Define $g: \Bbb R \to \Bbb C$ such that $g(x)=\ln{f(x)}$, then $$g(x-a-c)+g(x-b)=\ln(\alpha)+ g(x-c-\tfrac{a+b}{2})+g(x-\tfrac{a+b}{2})$$
Denote $a = u+v$ and $b = u-v$ then
$$g((x-u)-c-v)+g((x-u)+v)=\ln(\alpha(u+v,u-v,c))+ g((x-u)-c)+g(x-u) \quad \forall x \in \Bbb R$$ $$\iff g(x-c-v)+g(x+v)=\ln(\alpha(u+v,u-v,c))+ g(x-c)+g(x) \quad \forall x \in \Bbb R \tag{1}$$
Define $h: \Bbb R \to \Bbb C$ such that $h_v(x)=g(x+v)-g(x)$ then $$ h(x) - h(x-c-v)=\ln(\alpha(u+v,u-v,c)) \quad \forall x \in \Bbb R \tag{2}$$
The functional equation $(2)$ has the solution (I don't remember the proof but this functional equation is well known) $$h(x) = d + \frac{\ln(\alpha(u+v,u-v,c))}{c+v}x $$ with a constant $d$.

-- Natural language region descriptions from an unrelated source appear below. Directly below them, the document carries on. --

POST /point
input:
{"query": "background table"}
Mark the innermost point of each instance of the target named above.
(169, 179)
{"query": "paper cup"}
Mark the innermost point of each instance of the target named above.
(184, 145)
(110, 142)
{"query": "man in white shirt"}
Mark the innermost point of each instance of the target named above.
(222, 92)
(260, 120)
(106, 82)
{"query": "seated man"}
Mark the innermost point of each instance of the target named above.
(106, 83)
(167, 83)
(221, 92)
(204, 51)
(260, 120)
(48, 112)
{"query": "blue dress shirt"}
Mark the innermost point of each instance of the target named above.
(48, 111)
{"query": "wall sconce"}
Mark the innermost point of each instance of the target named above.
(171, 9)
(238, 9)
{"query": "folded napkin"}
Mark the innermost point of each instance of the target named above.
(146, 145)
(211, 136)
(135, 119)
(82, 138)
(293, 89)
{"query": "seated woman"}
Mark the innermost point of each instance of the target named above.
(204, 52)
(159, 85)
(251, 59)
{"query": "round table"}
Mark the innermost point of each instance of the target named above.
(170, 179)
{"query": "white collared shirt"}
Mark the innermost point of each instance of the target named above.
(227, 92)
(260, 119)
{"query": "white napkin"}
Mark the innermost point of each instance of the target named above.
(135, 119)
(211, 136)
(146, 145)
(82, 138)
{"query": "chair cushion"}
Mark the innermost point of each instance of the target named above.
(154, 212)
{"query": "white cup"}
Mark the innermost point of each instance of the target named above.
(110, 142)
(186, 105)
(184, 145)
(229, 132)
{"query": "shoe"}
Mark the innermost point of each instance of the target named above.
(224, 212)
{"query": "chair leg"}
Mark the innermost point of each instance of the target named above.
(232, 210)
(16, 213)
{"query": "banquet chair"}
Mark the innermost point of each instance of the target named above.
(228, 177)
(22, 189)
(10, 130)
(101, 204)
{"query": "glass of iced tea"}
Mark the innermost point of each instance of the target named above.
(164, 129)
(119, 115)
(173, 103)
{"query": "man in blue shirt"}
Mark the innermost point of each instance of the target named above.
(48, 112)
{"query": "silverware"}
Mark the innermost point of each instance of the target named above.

From $(1)$ we have $$g(x+v)-g(x) = d + \frac{\ln(\alpha(u+v,u-v,c))}{c+v}x$$ we can deduce that $$g(x) = \frac{\ln(\alpha(u+v,u-v,c))}{v(c+v)}x^2+\left(\frac{d}{v}- \frac{\ln(\alpha(u+v,u-v,c))}{2(c+v)}\right)x + e$$ with a constant $e$
Return back to the function $f(x) = e^{g(x)}$, the only possible function of $f$ is $$f(x) = \exp{(Ax^2+Bx+C)}$$
We can conclude that, $f$ can only be the gaussian function.